Pandya had recently spoken about the challenge that Test cricket is for him now, given his injury-prone back which needed surgery last year. He said that he understands his importance in the limited-overs formats.
“This is Pandya’s chance to gradually build up overs in the three Tests before the SCG match, where he could act as the third seamer so that a second spinner can be included,” Chappell said. “Having Pandya at seven would necessitate Rishabh Pant keeping and batting at six.”
Chappell feels the Indian selectors will have to make tough calls while zeroing in on spinners with the likes of Ravichandran Ashwin, Ravindra Jadeja and Kuldeep Yadav to choose from.
“Choosing a spinner will prove a major headache for the Indian selectors. R Ashwin has a great overall record, but not so much in Australia. Ravindra Jadeja’s all-round talents and improved bowling form make him a legitimate challenger, while Kuldeep Yadav’s wrist-spin is the biggest wicket-taking threat on Australian pitches.
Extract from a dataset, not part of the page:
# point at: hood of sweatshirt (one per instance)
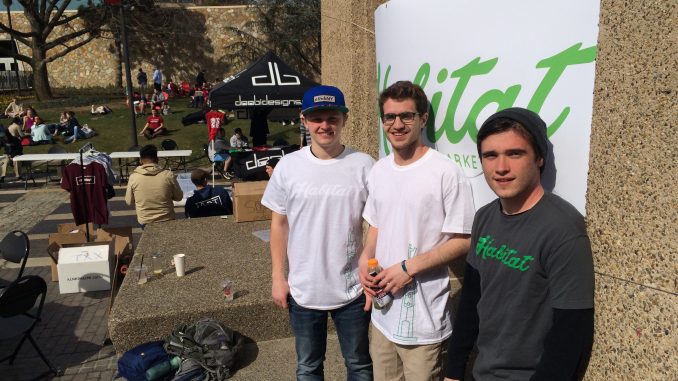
(149, 169)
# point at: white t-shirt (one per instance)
(415, 207)
(323, 201)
The decision will call for brave selections,” he reckoned.
Chappell said India’s biggest challenge in the Test series will be navigating through a strong Australian batting line-up, which now doesn’t rely too heavily on David Warner and Steven Smith.
Under Kohli, India scripted history when they earned their first Test series triumph Down Under in 2018-19, after trying for seven decades.
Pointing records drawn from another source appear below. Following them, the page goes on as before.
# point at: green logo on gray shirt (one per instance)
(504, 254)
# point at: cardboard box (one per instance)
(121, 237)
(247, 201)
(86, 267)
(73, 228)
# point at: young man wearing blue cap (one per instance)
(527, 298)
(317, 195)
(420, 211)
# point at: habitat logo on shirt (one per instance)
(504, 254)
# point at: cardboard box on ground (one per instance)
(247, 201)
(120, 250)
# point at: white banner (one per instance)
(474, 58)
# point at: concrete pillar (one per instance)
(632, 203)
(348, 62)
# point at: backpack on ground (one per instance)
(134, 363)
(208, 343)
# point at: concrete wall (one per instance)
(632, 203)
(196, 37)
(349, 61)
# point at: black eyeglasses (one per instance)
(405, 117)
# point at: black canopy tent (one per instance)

However, Australia are a different team now with Smith and Warner back in the side having served one-year ball-tampering bans, in addition to the rise of young Marnus Labuschagne.
“India’s biggest challenge will be navigating a strong Australian batting line-up. In addition to Smith and Warner, the meteoric rise of Marnus Labuschagne at No. 3 has helped solidify the batting,” Chappell wrote. “Australia are now far less reliant for success on big contributions from Smith and Warner,” he added.
For the home side, Chappell feels the choice of bowlers is straightforward. However, the former captain is not too confident about the abilities of opener Joe Burns.
“The pace bowling is in great shape, with Pat Cummins, Mitchell Starc, Josh Hazlewood and James Pattinson forming a potent quartet. The spinner is a simple decision – Nathan Lyon and then daylight.
“The batting line-up is not as clear cut. The recently announced contract list suggests Joe Burns will be Warner’s opening partner. Burns is vulnerable early and this is India’s big opportunity to first get at Labuschagne and then Smith while the ball is new.
“Australia’s middle order is an uncertain quantity, with Travis Head, Matthew Wade and Mitchell Marsh vying for two spots. That middle-order fragility highlights the rewards on offer for keeping Smith, Warner and Labuschagne in check.”
Chappell said that Warner’s opening partner is a weakness India should exploit. “Warner’s opening partner is an area of weakness that India need to fully exploit, but keeping the ‘big three’ quiet should be the attack’s main focus,” he said.
Chappell feels Australia’s potent bowling attack will keep a check on the dangerous Kohli and Cheteshwar Pujara, who was the star of India’s breakthrough 2-1 series win over last time.
“Australia’s strong attack should restrict India’s scoring to reasonable levels despite the daunting presence of Virat Kohli and Cheteshwar Pujara. This heavyweight bout will be decided by who punches above their weight - Australia’s ‘big three’ or India’s ‘big bats’.”